Mr Fuchs had been open about the sale of ML1 and had ultimately accepted it was a breach of the order dated 28 March 2025. He said he needed a quick sale to raise the money required to unlock liquidity which would enable him to pay monies owed to Ms Collardeau under the variation and enforcement orders. Mr Fuchs set out that a quick sale opportunity presented itself, and he took it. Upon the sale and transfer of the net proceeds from ML1 to Mr Rosen, Mr Fuchs made arrangements, with the assistance of Mr Rosen, to raise the monies owed to Ms Collardeau, and then he paid them. Mr Fuchs accepted he should have sought variation, but seemingly sought to justify his actions as they eventually resulted in compliance with the final financial remedy order which benefited Ms Collardeau.

Decision

In considering the appropriate sentence for the single contempt, Poole J adopted [21] to [23] of Cobb J’s judgment in Re Greg Hazeltine [2024] EWHC 2982 (Fam).

Poole J determined that in all the circumstances, this was not a case in which only a sentence of imprisonment would suffice to meet the seriousness of the contempt of court. The alternative options for the court to consider were a sequestration of assets, a fine or no order.

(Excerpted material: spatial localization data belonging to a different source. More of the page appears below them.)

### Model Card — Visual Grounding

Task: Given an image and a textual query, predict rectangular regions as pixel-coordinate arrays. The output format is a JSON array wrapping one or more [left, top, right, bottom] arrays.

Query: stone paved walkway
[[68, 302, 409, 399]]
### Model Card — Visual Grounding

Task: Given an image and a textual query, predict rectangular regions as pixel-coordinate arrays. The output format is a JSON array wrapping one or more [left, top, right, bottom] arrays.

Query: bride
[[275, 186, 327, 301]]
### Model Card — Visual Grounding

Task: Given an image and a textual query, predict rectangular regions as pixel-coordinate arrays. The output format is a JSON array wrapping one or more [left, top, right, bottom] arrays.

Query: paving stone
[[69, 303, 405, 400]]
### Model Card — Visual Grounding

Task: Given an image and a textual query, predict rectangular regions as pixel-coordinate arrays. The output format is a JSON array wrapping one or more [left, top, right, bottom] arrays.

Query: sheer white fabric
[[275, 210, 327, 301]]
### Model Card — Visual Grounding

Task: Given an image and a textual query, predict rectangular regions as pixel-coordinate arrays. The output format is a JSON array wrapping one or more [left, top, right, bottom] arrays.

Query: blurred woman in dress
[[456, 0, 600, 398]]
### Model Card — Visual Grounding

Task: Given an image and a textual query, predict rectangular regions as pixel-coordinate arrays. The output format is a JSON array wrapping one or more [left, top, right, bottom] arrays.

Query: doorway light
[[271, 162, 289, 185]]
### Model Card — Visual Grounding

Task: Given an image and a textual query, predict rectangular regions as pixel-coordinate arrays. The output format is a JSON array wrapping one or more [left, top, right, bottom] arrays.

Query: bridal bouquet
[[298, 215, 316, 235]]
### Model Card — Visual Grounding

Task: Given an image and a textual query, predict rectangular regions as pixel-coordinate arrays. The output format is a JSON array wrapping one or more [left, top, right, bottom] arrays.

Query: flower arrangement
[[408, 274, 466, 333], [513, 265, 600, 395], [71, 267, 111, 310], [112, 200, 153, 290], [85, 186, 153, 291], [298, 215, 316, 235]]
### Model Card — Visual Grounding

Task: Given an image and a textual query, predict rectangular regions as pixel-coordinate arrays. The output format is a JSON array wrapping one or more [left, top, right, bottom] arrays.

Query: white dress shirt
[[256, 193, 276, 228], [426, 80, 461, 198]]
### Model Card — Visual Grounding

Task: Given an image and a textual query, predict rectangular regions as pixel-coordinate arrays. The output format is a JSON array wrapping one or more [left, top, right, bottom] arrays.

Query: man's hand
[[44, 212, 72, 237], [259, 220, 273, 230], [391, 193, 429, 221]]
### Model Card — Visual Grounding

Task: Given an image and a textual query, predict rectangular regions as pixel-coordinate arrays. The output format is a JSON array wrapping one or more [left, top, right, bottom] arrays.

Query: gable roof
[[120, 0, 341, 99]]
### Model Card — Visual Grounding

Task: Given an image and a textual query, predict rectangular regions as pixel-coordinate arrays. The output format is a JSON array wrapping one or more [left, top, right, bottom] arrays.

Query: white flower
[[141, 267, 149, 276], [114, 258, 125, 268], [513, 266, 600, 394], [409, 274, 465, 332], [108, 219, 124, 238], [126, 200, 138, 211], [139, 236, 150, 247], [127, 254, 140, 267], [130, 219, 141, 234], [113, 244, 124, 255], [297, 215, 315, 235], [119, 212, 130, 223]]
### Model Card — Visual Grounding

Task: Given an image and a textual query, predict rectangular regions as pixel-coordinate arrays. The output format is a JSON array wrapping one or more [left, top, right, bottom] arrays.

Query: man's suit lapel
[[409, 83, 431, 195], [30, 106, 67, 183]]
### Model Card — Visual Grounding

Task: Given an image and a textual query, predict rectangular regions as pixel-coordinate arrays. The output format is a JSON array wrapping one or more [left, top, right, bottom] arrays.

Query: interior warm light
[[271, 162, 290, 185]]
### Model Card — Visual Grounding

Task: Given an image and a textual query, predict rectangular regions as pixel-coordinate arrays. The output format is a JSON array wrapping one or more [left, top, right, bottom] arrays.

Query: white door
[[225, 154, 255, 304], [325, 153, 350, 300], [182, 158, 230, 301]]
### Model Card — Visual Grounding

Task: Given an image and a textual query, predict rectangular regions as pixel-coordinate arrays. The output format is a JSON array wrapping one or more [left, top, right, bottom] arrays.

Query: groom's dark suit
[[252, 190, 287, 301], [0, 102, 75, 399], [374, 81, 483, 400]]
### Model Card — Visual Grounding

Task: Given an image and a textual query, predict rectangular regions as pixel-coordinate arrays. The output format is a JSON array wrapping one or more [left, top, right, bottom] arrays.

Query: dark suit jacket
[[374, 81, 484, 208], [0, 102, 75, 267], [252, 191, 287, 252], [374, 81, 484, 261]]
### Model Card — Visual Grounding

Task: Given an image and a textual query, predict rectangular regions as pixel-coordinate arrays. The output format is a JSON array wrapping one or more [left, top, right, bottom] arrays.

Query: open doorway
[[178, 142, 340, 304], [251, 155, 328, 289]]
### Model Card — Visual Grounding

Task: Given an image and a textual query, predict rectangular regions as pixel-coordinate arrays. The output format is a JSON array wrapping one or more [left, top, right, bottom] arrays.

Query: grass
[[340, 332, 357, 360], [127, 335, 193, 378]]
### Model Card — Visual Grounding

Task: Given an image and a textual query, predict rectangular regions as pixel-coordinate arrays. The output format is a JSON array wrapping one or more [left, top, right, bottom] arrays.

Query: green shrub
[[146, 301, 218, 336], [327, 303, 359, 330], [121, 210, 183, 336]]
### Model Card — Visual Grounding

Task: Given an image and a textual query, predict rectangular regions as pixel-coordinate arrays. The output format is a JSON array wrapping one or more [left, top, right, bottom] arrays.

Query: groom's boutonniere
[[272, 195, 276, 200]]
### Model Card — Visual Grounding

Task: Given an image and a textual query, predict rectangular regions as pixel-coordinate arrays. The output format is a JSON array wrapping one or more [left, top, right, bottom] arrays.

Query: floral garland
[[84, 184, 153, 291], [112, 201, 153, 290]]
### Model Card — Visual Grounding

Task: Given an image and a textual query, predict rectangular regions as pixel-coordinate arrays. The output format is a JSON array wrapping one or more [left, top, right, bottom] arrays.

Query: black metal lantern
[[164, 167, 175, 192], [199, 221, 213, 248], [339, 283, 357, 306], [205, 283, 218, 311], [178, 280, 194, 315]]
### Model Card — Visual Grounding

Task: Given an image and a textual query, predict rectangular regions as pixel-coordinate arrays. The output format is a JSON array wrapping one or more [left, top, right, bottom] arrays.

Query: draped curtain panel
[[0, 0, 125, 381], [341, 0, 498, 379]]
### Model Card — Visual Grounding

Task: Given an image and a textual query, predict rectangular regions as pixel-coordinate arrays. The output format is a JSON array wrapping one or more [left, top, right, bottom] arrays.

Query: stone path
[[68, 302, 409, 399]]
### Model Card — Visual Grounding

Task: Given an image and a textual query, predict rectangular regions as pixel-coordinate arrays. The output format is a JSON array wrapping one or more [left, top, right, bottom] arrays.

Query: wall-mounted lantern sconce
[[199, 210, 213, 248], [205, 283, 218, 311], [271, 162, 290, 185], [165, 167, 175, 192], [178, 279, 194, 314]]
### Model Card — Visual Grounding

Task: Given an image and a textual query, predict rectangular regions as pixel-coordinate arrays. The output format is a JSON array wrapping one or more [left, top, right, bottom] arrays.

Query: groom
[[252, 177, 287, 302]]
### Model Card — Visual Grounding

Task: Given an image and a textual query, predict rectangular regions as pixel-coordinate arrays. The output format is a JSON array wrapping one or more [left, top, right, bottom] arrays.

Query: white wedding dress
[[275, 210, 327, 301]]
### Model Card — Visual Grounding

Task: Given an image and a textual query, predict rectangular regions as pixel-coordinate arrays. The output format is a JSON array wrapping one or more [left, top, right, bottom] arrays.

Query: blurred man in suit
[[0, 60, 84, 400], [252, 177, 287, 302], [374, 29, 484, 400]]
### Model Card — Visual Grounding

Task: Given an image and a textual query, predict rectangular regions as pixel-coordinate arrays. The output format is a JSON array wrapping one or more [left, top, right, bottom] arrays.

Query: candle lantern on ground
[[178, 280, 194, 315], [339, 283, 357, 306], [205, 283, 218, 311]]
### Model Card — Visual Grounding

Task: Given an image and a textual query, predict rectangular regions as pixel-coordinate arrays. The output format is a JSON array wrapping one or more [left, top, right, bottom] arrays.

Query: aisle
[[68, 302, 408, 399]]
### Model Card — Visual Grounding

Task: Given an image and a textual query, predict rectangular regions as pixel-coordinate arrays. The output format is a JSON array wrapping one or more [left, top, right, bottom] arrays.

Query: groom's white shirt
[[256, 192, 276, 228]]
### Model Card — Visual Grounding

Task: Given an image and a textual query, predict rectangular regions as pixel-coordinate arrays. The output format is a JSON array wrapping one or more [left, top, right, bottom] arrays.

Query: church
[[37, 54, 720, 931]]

The court felt sequestration of assets was not appropriate due to there being outstanding applications regarding securing future periodical payments for the benefit of the children, which concerned transferring and/or securing of assets. There was a danger that the contempt proceedings could become entangled with or affect the applications in the substantive proceedings.

In consideration of a fine, the court also considered the costs sought by Ms Collardeau in relation to her contempt application, which were over £200,000 inclusive of VAT. Only one of the four allegations brought had ultimately been pursued and/or found as proved. Mr Fuchs complained he had no access to funds. The court accepted that he would struggle to raise sufficient cash to pay a very substantial fine and substantial costs, whilst also covering considerable ongoing liabilities in respect of school fees and periodical payments for the benefit of the children.

Ultimately, the court determined that unless the fine were set at a wholly disproportionate level, it would be nominal compared to the US$41m that Mr Fuchs paid to Ms Collardeau after the breach. A substantial fine would deplete funds which could be used for the benefit of the children, and a nominal fine would be a futile exercise in all the circumstances of the case.

Accordingly, no order save as to costs was made.

The court went on to summarily assess the costs Mr Fuchs was ordered to pay as being £100,000 inclusive of VAT payable within 21 days. No separate penalty was imposed for his contempt.